Our process with the Coins vs Swords. Coins were showing a mysterious outer activity that activated an inner activity…vs the static Swords, that are a process of putting pieces together. Obvious realities: something cut, and something that cuts, but no actual cutting. We suppose that in the background, “beyond the borders,” so to speak, some crazy destructiveness could be going on. 

The only activity is in the swirling vortex that creates the boundary, a vortex that we are sucked into. There could be all this chaotic destructive activity swirling around the eye of the storm through which we’re passing. 

Steiner—possibly in Theosophy—mentions the fact that becoming clairvoyant wakes you up to certain realities that are analogous to realizing that you’ve had a gun pointed at your head for a long time without knowing it. Like you’ve been playing on the edge of an abyss without realizing it. The passage into elemental realms wakes us up to terrifying, unnerving realities that are always present, just without our knowing of them. We are protected from them by the Guardian of the Threshold, by the Guardian Angel—too much to bear without due preparation. One has been passing through terrible chaos, guarded from harm by one’s Angel. 

– When Phillip was a child he used to play this game that was similar to another scene from Indiana Jones and the Last Crusade. The part where he must walk on the stones that spell out the name IEHOVAH. One wrong step, and he falls to his death. Phillip used to imagine that each step he took was like this, and that he had once again chosen correctly, but had narrowly escaped his doom.

– The image of walking through chaos without knowing it is a bit like the toddler. Constantly getting into life-threatening situations, and the parents need to be ever watchful to make sure the child doesn’t get hurt. But the toddler is happy, totally oblivious to the danger he constantly puts himself in and is saved from.

– The black on these Arcana looks innocuous, but has a substantiality to it. Again like Indiana Jones, the last trial, walking across the chasm. These curved Swords are pure force, binding these objects (Swords and Flowers) in St. Brigid’s crosses—crosses that were placed deliberately in Ireland as protection against evil spirits. The binding of a destructive power (Sword) next to the necessary sacrifice to appease the destructive power (Flower). The Sword = voluntary willingness to cut. The Flower = result of the act of cutting. 

– The swirling vortex is destiny, the Guardian Angel both holding in check that which is destructive within oneself (Sword), while keeping pure and safe that which is good (Flower). Try to step out of bounds…you just run up against this whirlwind which knocks you back into place. The vortex delineates the bounds of Freedom. 

– Notice there is no black in the Ace—the central part of the other images. So the Ace is outside of the circle. It is the pure formative force. The cutter, and the the cutting, and the cut objects are not yet separated. 
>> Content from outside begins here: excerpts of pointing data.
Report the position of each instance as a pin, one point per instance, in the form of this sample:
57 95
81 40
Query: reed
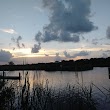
43 97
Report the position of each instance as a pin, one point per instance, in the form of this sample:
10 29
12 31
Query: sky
40 31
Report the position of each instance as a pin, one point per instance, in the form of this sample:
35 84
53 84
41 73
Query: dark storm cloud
82 53
95 41
36 48
17 41
104 55
108 32
57 57
5 56
68 19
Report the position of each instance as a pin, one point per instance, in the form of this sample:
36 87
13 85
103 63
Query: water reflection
98 76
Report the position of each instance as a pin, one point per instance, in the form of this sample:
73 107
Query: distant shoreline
71 65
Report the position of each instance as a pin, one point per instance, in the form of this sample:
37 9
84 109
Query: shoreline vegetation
43 97
71 65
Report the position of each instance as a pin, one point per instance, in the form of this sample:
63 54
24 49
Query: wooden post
19 75
109 72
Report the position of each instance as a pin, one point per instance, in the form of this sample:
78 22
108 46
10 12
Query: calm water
98 76
58 80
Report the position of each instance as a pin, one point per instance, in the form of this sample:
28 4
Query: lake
98 77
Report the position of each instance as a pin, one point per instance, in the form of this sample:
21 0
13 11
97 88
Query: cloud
17 41
104 55
38 8
36 48
95 41
57 57
5 56
10 31
82 53
68 19
108 32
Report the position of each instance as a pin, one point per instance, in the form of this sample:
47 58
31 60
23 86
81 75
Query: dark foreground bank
79 65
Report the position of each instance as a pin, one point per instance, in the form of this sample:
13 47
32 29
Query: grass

– Looking back through the Coin Royals…we might only find out later where the Sword, the Crown, and the Arm in the Ace come from. First we see what they do. But they seem to be related to the Queen of Coins, if they relate to anything that we’ve already seen. 

– We’re still left with the question: what exactly makes any one of these Sword Arcana distinct from the other? Not clear at all how one is really independent of the others, or what the distinct, unique quality/Arcanum/spiritual exercise is…which became crystal clear with the Coins.

– When you’re in a car accident, as it’s taking place, you don’t keep track of all the distinct details, in a linear fashion. It’s all a blur. Later, you can go back and flesh it out. Which maybe is what we’ll end up doing once we get to the Royals, the Court Swords. 

– Eventually writing the Letter-Meditations on the Swords…they’ll have to be presented in such a way that matches our conversational experience…somehow out of order, incomplete, a bit incoherent. Like one has found an old box of letters in an attic, and they’re not in order and some are too damaged to read, etc. Gradually the mystery, the wholeness, begins to emerge, but only bit by bit, with a great deal of struggle and confusion. 

We closed with the third stanza of the Foundation Stone Meditation in eurythmy, joined by Molly.